We talk about the word “wireless” like it’s freedom. The ability to stay connected without a physical line. What a dream.

But real freedom is found in disconnecting. In stepping away from the keyboard. In not knowing what’s trending on Twitter. In not reading your Facebook feed. In letting your inbox pile up.

(In filling your lungs with cool fresh air. In crunching the dewy dying leaves underfoot. In watching the sun slowly sink below the horizon.)

That definition of freedom is something I forget time and time again. Fortunately, I’m reminded of it time and time again, too. (Usually when I’m forced to, by travel or other circumstances.)

On a related note, Sherrie Peterson recently shared a great anecdote about jars. Empty jars, and what we choose to fill them with. Perhaps obviously, it’s a metaphor about priorities.

In my heart, my priorities are very clear. But do my daily activities reflect them? Am I free to follow my passions, or am I a slave to the invisible wire?

Only I can answer those questions. And answer them I must. Each and every day.

9 responses to “Wireless, freedom, priorities, choices”

  1. Anthony Lee Collins Avatar

    Losing my Internet access for over a week was a reminder about this, I also think it’s important to keep in mind which connections we think are really important.

    I’m not on Twitter and I spend less and less time on Facebook (though it was useful for checking in with family after the hurricane).
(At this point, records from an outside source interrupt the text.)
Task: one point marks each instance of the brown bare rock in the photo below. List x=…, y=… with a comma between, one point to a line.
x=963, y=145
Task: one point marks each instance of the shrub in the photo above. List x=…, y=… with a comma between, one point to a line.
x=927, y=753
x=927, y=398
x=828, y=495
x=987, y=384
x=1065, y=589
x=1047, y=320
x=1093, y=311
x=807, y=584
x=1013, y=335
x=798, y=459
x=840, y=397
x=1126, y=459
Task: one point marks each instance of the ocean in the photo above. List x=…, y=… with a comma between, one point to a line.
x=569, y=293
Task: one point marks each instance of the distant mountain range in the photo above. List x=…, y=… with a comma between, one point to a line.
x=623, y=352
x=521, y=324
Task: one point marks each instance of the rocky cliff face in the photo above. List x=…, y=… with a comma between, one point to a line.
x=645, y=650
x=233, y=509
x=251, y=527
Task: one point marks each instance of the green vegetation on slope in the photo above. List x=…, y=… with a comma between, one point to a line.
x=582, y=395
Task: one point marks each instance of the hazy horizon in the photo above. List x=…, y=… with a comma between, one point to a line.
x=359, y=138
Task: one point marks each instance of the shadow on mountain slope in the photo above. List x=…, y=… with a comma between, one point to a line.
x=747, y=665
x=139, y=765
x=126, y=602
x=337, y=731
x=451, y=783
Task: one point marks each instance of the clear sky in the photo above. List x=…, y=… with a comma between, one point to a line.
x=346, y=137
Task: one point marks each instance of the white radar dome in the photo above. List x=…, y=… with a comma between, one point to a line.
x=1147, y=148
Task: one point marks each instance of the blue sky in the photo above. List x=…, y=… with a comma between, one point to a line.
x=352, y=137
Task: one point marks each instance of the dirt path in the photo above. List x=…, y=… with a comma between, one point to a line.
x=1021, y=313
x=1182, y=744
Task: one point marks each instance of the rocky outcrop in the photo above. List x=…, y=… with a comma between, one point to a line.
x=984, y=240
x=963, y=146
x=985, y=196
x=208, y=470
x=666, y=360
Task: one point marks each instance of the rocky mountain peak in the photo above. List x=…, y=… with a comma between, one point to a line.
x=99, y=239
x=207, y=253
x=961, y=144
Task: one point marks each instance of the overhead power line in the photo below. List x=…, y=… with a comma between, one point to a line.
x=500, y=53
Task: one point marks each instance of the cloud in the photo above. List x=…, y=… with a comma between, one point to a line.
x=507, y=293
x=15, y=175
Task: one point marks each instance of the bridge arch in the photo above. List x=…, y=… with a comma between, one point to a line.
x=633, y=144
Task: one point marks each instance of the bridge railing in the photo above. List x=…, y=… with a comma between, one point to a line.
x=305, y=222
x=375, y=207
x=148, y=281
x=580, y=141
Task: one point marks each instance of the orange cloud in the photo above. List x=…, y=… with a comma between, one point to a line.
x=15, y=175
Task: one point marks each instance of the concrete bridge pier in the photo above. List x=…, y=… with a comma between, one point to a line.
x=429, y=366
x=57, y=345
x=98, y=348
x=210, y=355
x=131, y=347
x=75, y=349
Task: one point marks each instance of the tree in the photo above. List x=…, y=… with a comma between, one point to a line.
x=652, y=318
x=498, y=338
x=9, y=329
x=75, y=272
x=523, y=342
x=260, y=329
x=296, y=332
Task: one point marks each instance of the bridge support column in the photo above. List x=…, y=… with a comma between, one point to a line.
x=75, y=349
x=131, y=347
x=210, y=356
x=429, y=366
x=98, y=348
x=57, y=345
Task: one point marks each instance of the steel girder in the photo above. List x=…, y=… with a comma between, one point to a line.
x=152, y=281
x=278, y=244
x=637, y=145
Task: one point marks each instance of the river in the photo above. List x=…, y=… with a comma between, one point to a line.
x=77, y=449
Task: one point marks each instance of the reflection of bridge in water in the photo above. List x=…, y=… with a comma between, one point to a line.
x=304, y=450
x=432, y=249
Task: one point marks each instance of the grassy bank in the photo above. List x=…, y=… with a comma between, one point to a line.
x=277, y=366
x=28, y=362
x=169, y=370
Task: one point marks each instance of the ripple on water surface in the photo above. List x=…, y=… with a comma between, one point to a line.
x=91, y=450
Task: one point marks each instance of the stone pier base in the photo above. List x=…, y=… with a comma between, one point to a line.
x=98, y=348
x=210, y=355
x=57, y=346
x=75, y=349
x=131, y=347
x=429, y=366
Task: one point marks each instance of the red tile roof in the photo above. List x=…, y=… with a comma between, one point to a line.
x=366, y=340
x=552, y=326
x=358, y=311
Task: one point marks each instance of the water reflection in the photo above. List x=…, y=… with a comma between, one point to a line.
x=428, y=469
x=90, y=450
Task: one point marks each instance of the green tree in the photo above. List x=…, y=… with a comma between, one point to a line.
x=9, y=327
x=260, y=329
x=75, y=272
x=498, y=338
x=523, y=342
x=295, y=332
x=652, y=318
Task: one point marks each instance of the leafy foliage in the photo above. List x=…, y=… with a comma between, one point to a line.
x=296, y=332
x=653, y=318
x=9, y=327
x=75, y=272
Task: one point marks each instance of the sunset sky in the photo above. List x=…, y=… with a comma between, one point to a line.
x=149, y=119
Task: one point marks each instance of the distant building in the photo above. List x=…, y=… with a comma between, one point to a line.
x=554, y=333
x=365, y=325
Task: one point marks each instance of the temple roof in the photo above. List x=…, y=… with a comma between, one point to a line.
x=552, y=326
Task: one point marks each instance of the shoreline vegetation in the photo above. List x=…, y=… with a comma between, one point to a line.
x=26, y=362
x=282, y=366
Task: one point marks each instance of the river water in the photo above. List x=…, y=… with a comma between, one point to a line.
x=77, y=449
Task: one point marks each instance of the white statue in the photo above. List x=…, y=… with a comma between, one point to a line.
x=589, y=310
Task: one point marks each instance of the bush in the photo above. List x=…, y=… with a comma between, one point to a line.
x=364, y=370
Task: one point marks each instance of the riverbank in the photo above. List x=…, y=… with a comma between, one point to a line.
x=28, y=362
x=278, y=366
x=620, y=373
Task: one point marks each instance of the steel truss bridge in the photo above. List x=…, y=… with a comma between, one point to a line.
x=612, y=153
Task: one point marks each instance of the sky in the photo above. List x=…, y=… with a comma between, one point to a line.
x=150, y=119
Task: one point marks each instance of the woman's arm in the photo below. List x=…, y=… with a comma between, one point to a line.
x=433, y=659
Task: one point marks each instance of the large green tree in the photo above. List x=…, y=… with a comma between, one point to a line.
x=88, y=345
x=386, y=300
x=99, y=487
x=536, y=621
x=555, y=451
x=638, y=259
I try to focus on the things which really suit me, not just the ones everybody else is on.

    That makes it easier to limit the time and energy I expend in that direction.

  2. Shari Avatar

    You know, as frustrating as it was to lose power after the hurricane – and as isolated as I felt not being able to watch the news coverage of the storm – the computer break was actually refreshing. I’d printed out a couple chapters beforehand to edit by hand, and I did, free of distractions. I read, I played Scrabble by candlelight instead of Words with Friends on Facebook, I spent time with my family instead of working so much. Disconnected from technology, yes, but connected in other, more important ways. :)

  3. Laura Avatar

    So true. I find that we don’t start living the lives that our hearts tell us we want to live until we remember to recognize what our hearts want every day. Often I find myself constantly looking ahead while forgetting to enjoy the “now.” And often that lost time is taken up with the internet…Thanks as always thoughtful musings!

  4. Kristan Avatar

    There’s definitely a usefulness to social media that I appreciate. But yeah, it’s all about what’s genuine, what’s a good fit, and what doesn’t drain too much time/energy.

    Sounds like fun, despite the circumstances. :)

    Yup. There are holes in our daily wants, our daily wills, and it’s so, so easy — too easy — to fill those holes with internet. I’m… working on that, haha, obviously.

  5. gingermandy Avatar

    Not having internet for a week when I moved reminded me of this. Of course it drove me insane because I had so many deadlines, but once I was home from working at the coffee shop or library it was nice to realize OK, I have to find something to do other than watch Netflix or read useless junk online all evening, guess it’s time to unpack/read a book/cook a delicious meal. And it wasn’t so bad! I survived!

  6. Kristan Avatar

    Haha, yeah, Netflix is an evil temptress…

  7. Jon Avatar

    So agreed! I love this post. Jonathan Franzen has to unplug his internet before he can really write, and I kind of agree with his approach.

  8. Kristan Avatar

    Oh yeah, I think many writers have gotten to that point. Sometimes I use a program for Mac called Freedom, which disables the internet for a user-specified period of time.